Working in a Scrum team with other great developers has been where I've gained the most experience. I was made to feel part of the team instantly, and although I was a trainee in a team with Engineers, Senior Engineers and a Lead Engineer, I was never made to feel like my opinion or ideas mattered any less - the whole team felt equal.


What is your current role?

My current role is Lead Software Engineer. One thing I've always had is a passion for what I do, and I think one of the main reasons I've progressed to Lead Software Engineer is because of that passion and ambition to do my best and improve myself – which the UKHO has supported me in doing.


What sort of things have you been doing in the last 12 months?

I've had a very interesting 12 months. This time last year, I was a Senior Software Engineer working on an Event Sourcing System which will be integral for ingesting ENCs (Electronic Navigational Charts) into our organisation for the future. Within the last 12 months, I have furthered my knowledge learning about different parts of the organisation and two months ago, I become successful in applying for a permanent role as a Lead Software Engineer.

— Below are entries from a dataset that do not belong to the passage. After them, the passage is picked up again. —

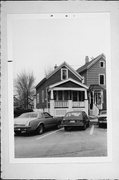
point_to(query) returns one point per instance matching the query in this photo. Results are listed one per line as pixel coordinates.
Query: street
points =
(59, 143)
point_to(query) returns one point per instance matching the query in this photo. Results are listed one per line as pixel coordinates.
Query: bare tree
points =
(48, 70)
(24, 86)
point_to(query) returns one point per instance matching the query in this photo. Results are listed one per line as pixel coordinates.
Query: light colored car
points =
(35, 121)
(102, 118)
(75, 119)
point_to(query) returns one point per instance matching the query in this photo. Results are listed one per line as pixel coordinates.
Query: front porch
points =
(63, 100)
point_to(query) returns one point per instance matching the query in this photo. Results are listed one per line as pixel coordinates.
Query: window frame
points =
(62, 73)
(103, 64)
(99, 79)
(37, 98)
(43, 96)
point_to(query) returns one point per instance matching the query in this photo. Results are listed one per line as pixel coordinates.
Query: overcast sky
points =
(40, 43)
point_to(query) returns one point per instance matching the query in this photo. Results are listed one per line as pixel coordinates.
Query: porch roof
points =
(64, 85)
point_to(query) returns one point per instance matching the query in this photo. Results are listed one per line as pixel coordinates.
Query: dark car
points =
(102, 118)
(35, 121)
(75, 119)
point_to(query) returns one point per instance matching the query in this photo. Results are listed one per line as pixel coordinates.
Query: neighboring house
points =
(94, 74)
(61, 91)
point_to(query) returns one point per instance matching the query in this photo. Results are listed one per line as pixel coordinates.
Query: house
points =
(94, 74)
(62, 91)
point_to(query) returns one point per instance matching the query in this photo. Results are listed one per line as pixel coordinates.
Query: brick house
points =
(94, 74)
(61, 91)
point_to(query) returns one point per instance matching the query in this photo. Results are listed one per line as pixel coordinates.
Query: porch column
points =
(86, 102)
(101, 99)
(51, 94)
(52, 104)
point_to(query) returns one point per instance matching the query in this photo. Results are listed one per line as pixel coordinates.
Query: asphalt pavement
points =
(60, 143)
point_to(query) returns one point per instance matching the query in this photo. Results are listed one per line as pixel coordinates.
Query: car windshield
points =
(31, 115)
(74, 114)
(103, 112)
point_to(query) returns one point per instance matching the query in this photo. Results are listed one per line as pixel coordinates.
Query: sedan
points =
(35, 121)
(76, 119)
(102, 118)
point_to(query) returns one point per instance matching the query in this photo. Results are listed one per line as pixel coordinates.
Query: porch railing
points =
(61, 104)
(78, 104)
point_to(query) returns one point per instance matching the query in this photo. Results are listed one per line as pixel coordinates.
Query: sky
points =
(41, 41)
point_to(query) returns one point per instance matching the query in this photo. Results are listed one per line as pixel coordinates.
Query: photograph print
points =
(60, 85)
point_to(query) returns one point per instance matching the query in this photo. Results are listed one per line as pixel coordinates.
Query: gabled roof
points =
(90, 63)
(69, 67)
(69, 79)
(55, 70)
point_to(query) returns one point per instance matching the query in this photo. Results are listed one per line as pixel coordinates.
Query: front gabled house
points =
(62, 91)
(94, 74)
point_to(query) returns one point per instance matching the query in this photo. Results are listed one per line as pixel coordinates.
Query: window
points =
(102, 79)
(37, 98)
(59, 95)
(64, 74)
(102, 63)
(65, 95)
(46, 115)
(81, 96)
(42, 96)
(83, 81)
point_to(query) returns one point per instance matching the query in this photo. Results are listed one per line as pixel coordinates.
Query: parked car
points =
(102, 118)
(35, 121)
(75, 119)
(19, 111)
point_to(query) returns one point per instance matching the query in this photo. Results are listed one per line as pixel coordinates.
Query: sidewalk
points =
(93, 119)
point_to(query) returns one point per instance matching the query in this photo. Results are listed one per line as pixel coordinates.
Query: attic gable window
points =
(102, 64)
(102, 79)
(64, 74)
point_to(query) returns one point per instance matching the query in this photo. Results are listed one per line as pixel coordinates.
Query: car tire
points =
(40, 129)
(84, 127)
(66, 128)
(17, 133)
(99, 125)
(58, 125)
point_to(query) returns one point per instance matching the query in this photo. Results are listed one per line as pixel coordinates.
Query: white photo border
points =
(9, 163)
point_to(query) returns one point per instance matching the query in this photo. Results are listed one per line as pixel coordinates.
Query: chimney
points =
(86, 59)
(55, 66)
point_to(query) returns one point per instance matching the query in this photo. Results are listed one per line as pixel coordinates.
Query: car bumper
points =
(22, 129)
(73, 124)
(102, 122)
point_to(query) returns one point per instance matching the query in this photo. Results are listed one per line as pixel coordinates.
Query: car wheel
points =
(17, 133)
(88, 124)
(40, 129)
(84, 126)
(66, 128)
(99, 125)
(58, 125)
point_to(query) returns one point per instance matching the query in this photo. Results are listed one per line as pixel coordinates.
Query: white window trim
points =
(43, 96)
(99, 79)
(37, 98)
(103, 64)
(62, 73)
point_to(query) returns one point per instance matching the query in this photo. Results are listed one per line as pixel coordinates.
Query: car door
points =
(48, 120)
(86, 118)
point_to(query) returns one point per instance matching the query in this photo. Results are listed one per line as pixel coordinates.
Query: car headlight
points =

What does the role involve that people might not expect?

One thing that Lead Software Engineers at the UKHO undertake (that might not be true of all Lead Software Engineers) is that we are also line managers for other engineers. Being able to manage two engineers from other teams has been a really good introduction into line management and a great way of gaining more experience.


How do you think your career might progress at the UKHO?

So far, I think my career opportunities at the UKHO have been really impressive. I've always been willing to learn and progress and the opportunities have always been there for me to do so. I'm also a keen functional programmer and love F# and currently learning Clojure, so I will always be looking for opportunities in that area.


What makes the UKHO different from other employers?

Being part of government and working as a Civil Servant comes with lots of benefits as I've mentioned above. For me, the highlights are flexible working and knowing I'll always be there for my kid's sports days and nativity plays, while still being able to carry out my day job. I also really enjoy working with talented developers who, like me, have a passion for software development and everything that goes along with it.